These Creme Egg Brownies have 'addictive' written all over them! Super easy to make, rich and fudgy - everything a good brownie ought to be!
@Supergolden88's Creme Egg brownies
Makes: about 30 small squares
200g | 7oz unsalted butter, cubed
200g | 7oz good quality dark chocolate
150g | 5.3oz soft light brown sugar (can increase to 200g /7oz)
125g | 4.4oz plain (all purpose) flour
7 level tbsp cocoa powder
1/2 tsp salt
20 mini creme eggs, halved lengthwise
For the glaze
85g | 3oz icing sugar
1 tbsp milk (more if needed)
couple of drops vanilla extract
yellow food colouring (optional)
1. Preheat the oven to 180C | 350F. Line a deep square pan (23cm/9x9in) with baking paper letting the paper hang over the edges.
2. Chop the chocolate into small chunks. Place the chocolate and butter into a small pot and allow them to slowly melt over very low heat or use the double boiler method. Take off the heat and set aside to cool slightly.
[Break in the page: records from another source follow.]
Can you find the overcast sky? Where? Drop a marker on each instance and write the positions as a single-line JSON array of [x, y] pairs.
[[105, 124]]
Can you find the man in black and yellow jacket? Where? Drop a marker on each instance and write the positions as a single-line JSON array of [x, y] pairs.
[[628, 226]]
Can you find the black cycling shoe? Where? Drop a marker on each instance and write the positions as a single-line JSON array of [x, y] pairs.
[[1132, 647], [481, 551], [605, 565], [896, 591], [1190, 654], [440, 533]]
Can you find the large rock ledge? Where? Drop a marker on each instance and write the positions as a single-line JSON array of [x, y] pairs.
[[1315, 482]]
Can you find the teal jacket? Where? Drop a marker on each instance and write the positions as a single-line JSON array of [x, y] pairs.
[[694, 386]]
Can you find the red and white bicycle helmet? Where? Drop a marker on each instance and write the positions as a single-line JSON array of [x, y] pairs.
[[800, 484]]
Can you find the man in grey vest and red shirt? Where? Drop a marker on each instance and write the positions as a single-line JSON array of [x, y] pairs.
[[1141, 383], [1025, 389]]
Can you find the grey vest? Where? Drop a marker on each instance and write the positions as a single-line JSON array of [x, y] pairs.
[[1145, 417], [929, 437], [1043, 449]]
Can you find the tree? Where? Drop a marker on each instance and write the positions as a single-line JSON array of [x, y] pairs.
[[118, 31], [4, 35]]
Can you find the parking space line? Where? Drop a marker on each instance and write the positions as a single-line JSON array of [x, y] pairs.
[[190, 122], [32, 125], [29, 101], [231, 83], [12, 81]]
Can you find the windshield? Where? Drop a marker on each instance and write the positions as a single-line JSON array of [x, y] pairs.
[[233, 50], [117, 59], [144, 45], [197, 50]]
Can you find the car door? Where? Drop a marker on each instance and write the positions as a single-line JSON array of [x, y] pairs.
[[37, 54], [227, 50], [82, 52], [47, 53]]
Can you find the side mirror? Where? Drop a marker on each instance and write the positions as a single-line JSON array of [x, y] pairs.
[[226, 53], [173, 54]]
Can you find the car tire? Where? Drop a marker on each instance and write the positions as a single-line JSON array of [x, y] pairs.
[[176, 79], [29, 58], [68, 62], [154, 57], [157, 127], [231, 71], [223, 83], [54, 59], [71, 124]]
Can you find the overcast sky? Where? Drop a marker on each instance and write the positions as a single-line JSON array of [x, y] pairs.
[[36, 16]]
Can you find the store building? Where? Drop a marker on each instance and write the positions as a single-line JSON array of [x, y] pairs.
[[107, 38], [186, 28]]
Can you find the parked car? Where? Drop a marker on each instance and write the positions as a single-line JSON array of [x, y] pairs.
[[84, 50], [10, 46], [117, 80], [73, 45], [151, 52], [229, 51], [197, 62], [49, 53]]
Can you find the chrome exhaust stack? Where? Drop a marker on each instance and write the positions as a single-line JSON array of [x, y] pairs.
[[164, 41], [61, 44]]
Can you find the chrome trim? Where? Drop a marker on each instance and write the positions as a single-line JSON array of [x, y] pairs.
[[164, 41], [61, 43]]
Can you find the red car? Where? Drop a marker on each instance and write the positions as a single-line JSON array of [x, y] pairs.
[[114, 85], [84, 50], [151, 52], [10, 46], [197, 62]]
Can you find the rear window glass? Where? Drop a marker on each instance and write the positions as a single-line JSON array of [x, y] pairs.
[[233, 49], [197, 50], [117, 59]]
3. Put the eggs and sugar in large bowl and use a electric hand whisk to mix together until frothy and doubled in volume.
4. Gradually add the melted chocolate into the eggs and mix together using a hand whisk until smooth.
5. Sift the flour, cocoa and salt into the chocolate and mix together until the batter is smooth. Fold in half the creme eggs.
6. Pour the batter into the prepared tin and bake for 10-15 minutes or until the top is nearly - but not quite - set.
7. Remove the tin from the oven and arrange the remaining creme eggs over it in a neat pattern. Bake for a further 10-15 minutes or until the creme eggs have started melting and the brownies are mostly firm on top with a slight 'give'.
8. Pull the brownies out of the tin using the baking paper and allow to cool on a wire rack.
9. Mix the icing sugar, vanilla extract, food colouring (if using) and enough milk to make a pourable icing. Drizzle over the brownies and cut into small squares using the creme eggs as a guide. Best eaten within a couple of days.
NOTES: you can place the creme eggs on the brownie batter as you put them in the oven. They will sink into the brownie more but won't retain their shape as well.